POLICE Scotland is investigating a death threat made against Harry Potter author JK Rowling by someone who praised the attempted murder of Sir Salman Rushdie.

The Edinburgh-based writer had tweeted saying she was “feeling very sick right now” after hearing the news of the attack.

“Let him be okay,” she added.

A Twitter account in the name of Meer Asif Aziz tweeted back: “Don’t worry you are next.”

After sharing screenshots of the threatening tweet, she said: “To all sending supportive messages: thank you Police are involved (were already involved on other threats).”

A Police Scotland spokeswoman said: “We have received a report of an online threat being made and officers are carrying out enquiries.”

Bosses at Warner Bros Discovery (WBD), the entertainment company behind the film adaptions of JK Rowling’s Harry Potter series, said they “strongly condemn” the threats made against the author.

In a statement shared to the PA news agency, a spokesman for the media conglomerate added: “We stand with her and all the authors, storytellers and creators who bravely express their creativity and opinions.

“WBD believes in freedom of expression, peaceful discourse and supporting those who offer their views in the public arena.

“Our thoughts are with Sir Salman Rushdie and his family following the senseless act of violence in New York.

“The company strongly condemns any form of threat, violence or intimidation when opinions, beliefs and thoughts might differ.”

Sir Salman has reportedly been taken off his ventilator and is talking. 

The Indian-born Briton, whose novel The Satanic Verses led to death threats from Iran in the 1980s, was about to deliver a lecture at the Chautauqua Institution, 65 miles from Buffalo in New York state, when he was attacked.

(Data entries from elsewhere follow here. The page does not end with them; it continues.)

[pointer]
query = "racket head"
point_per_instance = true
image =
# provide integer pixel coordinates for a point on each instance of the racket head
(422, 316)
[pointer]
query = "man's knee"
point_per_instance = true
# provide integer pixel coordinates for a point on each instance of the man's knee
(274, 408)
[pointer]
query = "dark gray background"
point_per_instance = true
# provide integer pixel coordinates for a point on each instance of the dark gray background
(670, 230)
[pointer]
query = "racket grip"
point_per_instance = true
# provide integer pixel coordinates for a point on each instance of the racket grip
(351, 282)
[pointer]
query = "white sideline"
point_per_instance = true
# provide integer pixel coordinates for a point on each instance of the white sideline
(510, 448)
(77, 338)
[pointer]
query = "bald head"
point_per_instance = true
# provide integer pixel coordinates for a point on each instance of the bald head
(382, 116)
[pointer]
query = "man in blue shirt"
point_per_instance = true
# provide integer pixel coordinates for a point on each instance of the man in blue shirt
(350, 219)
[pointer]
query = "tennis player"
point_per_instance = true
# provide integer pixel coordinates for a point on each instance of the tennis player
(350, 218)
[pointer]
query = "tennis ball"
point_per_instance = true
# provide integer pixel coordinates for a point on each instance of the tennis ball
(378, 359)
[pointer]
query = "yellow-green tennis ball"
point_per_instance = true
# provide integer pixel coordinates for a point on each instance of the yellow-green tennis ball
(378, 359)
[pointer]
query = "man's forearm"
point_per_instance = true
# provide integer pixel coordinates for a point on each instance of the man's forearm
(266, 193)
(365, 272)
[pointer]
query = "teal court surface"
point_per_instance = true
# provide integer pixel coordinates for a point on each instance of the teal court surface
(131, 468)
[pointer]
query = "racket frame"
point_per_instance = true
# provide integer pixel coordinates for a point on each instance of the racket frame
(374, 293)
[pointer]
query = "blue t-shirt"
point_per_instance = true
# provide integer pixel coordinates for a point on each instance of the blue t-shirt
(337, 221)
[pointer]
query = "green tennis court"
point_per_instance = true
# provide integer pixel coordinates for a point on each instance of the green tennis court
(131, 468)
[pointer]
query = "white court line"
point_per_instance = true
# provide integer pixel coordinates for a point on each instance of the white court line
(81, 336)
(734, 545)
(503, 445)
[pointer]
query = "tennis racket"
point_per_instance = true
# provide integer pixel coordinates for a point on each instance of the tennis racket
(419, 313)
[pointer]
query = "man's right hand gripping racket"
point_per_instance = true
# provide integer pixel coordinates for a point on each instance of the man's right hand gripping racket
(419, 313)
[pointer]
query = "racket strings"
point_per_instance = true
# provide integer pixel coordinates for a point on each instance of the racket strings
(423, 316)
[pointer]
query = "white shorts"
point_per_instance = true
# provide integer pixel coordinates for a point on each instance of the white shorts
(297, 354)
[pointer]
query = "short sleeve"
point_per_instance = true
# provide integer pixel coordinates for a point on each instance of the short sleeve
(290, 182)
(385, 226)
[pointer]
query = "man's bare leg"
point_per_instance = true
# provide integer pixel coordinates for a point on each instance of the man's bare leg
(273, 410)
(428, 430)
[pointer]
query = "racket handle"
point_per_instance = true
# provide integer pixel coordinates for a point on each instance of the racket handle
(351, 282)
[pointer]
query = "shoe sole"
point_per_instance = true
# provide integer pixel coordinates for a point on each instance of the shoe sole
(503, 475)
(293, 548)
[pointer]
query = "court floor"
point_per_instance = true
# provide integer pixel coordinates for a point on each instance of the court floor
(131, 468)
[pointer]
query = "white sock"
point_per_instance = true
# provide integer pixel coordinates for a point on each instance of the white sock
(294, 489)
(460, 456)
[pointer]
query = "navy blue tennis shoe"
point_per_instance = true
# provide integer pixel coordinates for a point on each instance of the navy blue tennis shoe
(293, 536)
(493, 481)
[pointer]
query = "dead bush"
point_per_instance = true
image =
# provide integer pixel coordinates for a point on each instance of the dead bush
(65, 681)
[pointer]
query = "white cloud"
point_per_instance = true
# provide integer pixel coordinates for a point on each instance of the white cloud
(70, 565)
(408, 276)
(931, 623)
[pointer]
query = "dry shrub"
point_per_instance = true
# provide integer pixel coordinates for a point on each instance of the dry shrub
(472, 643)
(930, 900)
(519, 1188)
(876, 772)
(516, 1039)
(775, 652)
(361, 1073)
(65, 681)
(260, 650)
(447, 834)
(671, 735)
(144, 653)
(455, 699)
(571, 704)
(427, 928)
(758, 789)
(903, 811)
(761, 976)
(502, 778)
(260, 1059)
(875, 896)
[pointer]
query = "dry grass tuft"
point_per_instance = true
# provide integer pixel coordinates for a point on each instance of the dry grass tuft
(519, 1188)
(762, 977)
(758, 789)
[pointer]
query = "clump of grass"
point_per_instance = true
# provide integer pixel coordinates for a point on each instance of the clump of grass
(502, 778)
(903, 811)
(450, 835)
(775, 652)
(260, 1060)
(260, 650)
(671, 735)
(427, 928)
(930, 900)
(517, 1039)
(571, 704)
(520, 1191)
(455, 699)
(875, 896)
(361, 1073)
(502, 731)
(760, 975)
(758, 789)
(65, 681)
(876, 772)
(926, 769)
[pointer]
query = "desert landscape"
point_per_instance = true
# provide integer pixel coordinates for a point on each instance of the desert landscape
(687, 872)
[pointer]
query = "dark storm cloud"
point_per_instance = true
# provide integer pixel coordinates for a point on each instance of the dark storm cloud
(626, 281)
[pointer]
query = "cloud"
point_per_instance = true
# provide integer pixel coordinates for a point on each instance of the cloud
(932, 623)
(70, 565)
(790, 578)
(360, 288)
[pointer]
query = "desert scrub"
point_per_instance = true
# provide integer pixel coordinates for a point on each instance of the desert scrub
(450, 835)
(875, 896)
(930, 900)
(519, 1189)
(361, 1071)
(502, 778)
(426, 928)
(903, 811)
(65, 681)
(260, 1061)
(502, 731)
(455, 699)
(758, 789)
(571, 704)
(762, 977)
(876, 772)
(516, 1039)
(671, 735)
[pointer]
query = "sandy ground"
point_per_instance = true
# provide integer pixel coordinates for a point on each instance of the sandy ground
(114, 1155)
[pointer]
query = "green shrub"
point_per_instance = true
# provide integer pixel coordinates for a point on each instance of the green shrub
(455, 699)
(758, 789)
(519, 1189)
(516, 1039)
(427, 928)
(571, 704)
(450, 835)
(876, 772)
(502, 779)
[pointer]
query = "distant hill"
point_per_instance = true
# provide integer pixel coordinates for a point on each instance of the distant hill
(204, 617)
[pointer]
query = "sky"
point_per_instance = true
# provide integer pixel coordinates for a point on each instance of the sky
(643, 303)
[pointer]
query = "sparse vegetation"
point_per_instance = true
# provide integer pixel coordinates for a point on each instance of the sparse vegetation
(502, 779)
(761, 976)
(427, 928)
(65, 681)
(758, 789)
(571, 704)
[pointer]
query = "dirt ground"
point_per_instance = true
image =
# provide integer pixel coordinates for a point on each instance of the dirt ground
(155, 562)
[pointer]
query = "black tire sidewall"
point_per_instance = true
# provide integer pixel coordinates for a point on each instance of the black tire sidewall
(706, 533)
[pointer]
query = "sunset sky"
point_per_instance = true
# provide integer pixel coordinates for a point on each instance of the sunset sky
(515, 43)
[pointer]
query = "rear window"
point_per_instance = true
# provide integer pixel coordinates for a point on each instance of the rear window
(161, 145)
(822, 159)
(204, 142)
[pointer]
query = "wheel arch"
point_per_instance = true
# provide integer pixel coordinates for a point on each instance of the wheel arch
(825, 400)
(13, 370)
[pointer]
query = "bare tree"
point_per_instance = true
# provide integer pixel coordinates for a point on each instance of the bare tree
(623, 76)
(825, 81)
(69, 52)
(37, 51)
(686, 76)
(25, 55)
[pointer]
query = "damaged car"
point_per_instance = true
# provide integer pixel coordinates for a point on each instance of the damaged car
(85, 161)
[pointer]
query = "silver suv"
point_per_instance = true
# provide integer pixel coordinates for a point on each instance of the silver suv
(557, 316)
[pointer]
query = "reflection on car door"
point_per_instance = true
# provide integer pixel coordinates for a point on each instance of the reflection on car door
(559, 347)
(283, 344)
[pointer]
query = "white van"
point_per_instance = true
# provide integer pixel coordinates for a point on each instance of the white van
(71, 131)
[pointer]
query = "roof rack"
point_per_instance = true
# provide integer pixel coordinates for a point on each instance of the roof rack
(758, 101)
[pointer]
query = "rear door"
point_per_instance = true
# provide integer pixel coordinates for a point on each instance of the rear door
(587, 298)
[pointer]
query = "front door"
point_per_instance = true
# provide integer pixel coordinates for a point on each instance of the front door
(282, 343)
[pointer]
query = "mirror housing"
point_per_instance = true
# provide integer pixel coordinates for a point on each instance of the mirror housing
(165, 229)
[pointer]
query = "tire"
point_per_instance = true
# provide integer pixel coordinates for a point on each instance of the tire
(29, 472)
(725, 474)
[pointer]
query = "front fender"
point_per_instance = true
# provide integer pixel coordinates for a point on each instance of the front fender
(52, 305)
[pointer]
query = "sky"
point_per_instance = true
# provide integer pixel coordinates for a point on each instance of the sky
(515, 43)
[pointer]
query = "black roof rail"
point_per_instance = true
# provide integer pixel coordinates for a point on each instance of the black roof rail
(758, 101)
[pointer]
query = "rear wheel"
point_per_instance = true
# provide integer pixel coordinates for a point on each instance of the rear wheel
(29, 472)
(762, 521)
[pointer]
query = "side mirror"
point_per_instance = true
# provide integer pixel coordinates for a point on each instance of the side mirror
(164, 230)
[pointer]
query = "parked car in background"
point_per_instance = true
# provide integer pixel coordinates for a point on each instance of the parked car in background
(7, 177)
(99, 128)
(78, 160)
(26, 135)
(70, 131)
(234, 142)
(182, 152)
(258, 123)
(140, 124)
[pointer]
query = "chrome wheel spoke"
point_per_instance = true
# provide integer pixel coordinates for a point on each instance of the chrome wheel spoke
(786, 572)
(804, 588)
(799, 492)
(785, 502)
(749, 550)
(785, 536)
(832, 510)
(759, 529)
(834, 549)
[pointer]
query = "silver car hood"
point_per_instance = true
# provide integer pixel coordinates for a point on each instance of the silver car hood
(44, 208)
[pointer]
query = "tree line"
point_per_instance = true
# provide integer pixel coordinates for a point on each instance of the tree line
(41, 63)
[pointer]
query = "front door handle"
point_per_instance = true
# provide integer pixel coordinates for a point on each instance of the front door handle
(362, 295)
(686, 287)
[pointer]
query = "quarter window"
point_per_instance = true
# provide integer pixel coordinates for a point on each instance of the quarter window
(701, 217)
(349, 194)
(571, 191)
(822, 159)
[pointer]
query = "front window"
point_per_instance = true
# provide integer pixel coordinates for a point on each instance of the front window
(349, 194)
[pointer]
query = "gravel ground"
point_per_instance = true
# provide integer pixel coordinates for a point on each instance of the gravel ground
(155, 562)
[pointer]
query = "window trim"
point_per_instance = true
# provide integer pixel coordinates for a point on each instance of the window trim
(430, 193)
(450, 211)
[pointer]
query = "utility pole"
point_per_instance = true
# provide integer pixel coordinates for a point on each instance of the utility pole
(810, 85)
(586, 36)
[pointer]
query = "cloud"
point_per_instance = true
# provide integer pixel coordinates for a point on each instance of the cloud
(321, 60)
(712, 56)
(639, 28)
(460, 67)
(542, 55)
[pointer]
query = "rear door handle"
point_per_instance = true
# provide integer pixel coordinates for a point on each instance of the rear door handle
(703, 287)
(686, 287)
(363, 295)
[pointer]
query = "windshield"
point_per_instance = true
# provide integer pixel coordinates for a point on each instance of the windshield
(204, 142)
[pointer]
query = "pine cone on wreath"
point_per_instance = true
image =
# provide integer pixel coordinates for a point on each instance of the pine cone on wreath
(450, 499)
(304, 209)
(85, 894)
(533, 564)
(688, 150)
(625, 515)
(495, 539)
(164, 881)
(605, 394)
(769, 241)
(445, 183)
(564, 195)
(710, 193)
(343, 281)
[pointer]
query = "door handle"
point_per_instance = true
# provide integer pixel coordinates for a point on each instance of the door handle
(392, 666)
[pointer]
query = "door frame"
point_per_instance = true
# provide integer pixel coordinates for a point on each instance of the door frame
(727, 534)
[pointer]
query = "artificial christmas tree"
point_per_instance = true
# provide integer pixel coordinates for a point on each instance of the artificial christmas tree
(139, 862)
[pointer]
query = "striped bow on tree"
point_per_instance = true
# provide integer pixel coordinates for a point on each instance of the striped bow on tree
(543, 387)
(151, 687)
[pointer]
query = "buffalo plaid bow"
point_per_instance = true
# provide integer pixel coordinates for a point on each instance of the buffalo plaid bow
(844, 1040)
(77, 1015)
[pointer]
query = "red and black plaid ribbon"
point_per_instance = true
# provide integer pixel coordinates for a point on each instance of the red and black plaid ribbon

The man accused of stabbing him pleaded not guilty on Saturday to charges of attempted murder and assault, in what a prosecutor called a “pre-planned” crime.

A lawyer for Hadi Matar, 24, entered the plea on his behalf during a formal hearing at a court in western New York.

A judge ordered him to be held without bail after district attorney Jason Schmidt told her Matar took steps to purposely put himself in a position to harm Sir Salman, getting an advance pass to the event where the author was speaking and arriving a day early with a fake ID.

“This was a targeted, unprovoked, pre-planned attack on Mr Rushdie,” Mr Schmidt said.

Public defender Nathaniel Barone said the authorities had taken too long to get Matar in front of a judge, while leaving him “hooked up to a bench at the state police barracks”.

“He has that constitutional right of presumed innocence,” Mr Barone added.

Sir Salman was stabbed at least once in the neck and once in the abdomen, according to police, before he was taken to hospital.

Sir Salman’s publisher Penguin Random House said they were “deeply shocked and appalled” by the incident.

Prime Minister Boris Johnson said he was “appalled that Sir Salman Rushdie has been stabbed while exercising a right we should never cease to defend”.

He added: “Right now my thoughts are with his loved ones. We are all hoping he is okay.”

Labour Party leader Sir Keir Starmer said: “Salman Rushdie has long embodied the struggle for liberty and freedom against those who seek to destroy them.

“This cowardly attack on him yesterday is an attack on those values. The whole Labour Party is praying for his full recovery.”

Sir Salman began his writing career in the early 1970s with two unsuccessful books before Midnight’s Children, about the birth of India, which won the Booker Prize in 1981.

The author lived in hiding for many years in London under a British government protection programme after the fatwa.